Chercheur associé à l’institut Charles Cros (Seine-Saint-Denis), dédié aux mutations de l’image et du son, il a trouvé un terrain d’exploration presque illimité sur Ever, la plateforme virtuelle immersive de l’université numérique en Alsace. Il y a créé deux nouveaux espaces virtuels : « ma librairie en 3D » et la méta-bibliothèque numérique. « Quand vous vous rendez sur le site web d’une librairie, l’expérience reste limitée, raconte l’explorateur : vous vous retrouvez devant une liste de livres, avec un moteur de recherche à thèmes, vous êtes seul. » Avec la méta-bibliothèque numérique, Lorenzo Soccavo reproduit les conditions de la réalité. Par le biais de son avatar, l'internaute se retrouve projeté dans la réplique fidèle d'une bibliothèque universitaire : il s’y déplace, donne rendez-vous à des étudiants, à des enseignants, parle avec le bibliothécaire, qui ont également leurs avatars.
« L’idée, explique Lorenzo Soccavo, c’est de se retrouver et d’échanger dans un même environnement malgré la distance physique. »

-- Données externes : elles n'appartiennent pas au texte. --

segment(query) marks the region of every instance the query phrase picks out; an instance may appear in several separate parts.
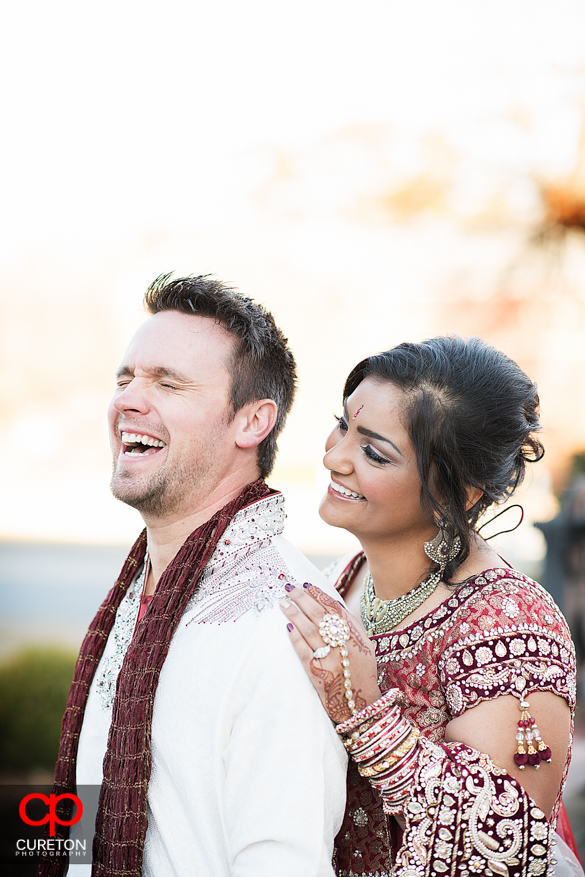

En janvier 2015, le prospectiviste du livre avait invité qui voulait à se retrouver pour un café littéraire dans « ma librairie en 3D » : une romancière québécoise avait présenté un de ses romans à des auditeurs venus d’Italie du Nord, d’Israël, de Strasbourg… « L’idée, explique Lorenzo Soccavo, c’est de se retrouver et d’échanger dans un même environnement malgré la distance physique. » Mieux, la 3D augmente la réalité : on passe en un clic du campus à la librairie, une fois dans la librairie on part faire un tour dans les rues du quartier, on revient, on s’installe devant un ordinateur, où cette fois on surfe sur la 2D. Et de s’interroger : « Dans quelle mesure, le lien existant entre la personne et son avatar, pourrait-il être comparé à celui qui lie le lecteur avec la partie de lui-même qu’il projette dans le roman qu’il est en train de lire ? » Vertige intersidéral de la littérature du cyberespace !
Les comédiens d’Adret Web Art, collectif porté sur le récit et l’innovation numérique, sont des habitués de la médiation théâtrale sur Internet. Avec Lorenzo Soccavo, ils sont eux aussi passés à la 3D : ils ont monté « Lire en chœur ». Auteurs, acteurs, chroniqueurs, auditeurs… tous les avatars de ce petit monde se retrouvent dans un studio d’enregistrement virtuel. Les auteurs lisent des extraits de leurs œuvres, les acteurs lisent L’homme qui rit de Victor Hugo et les auditeurs aussi peuvent s’essayer à la lecture à haute voix. C’est la fête de la lecture virtuelle !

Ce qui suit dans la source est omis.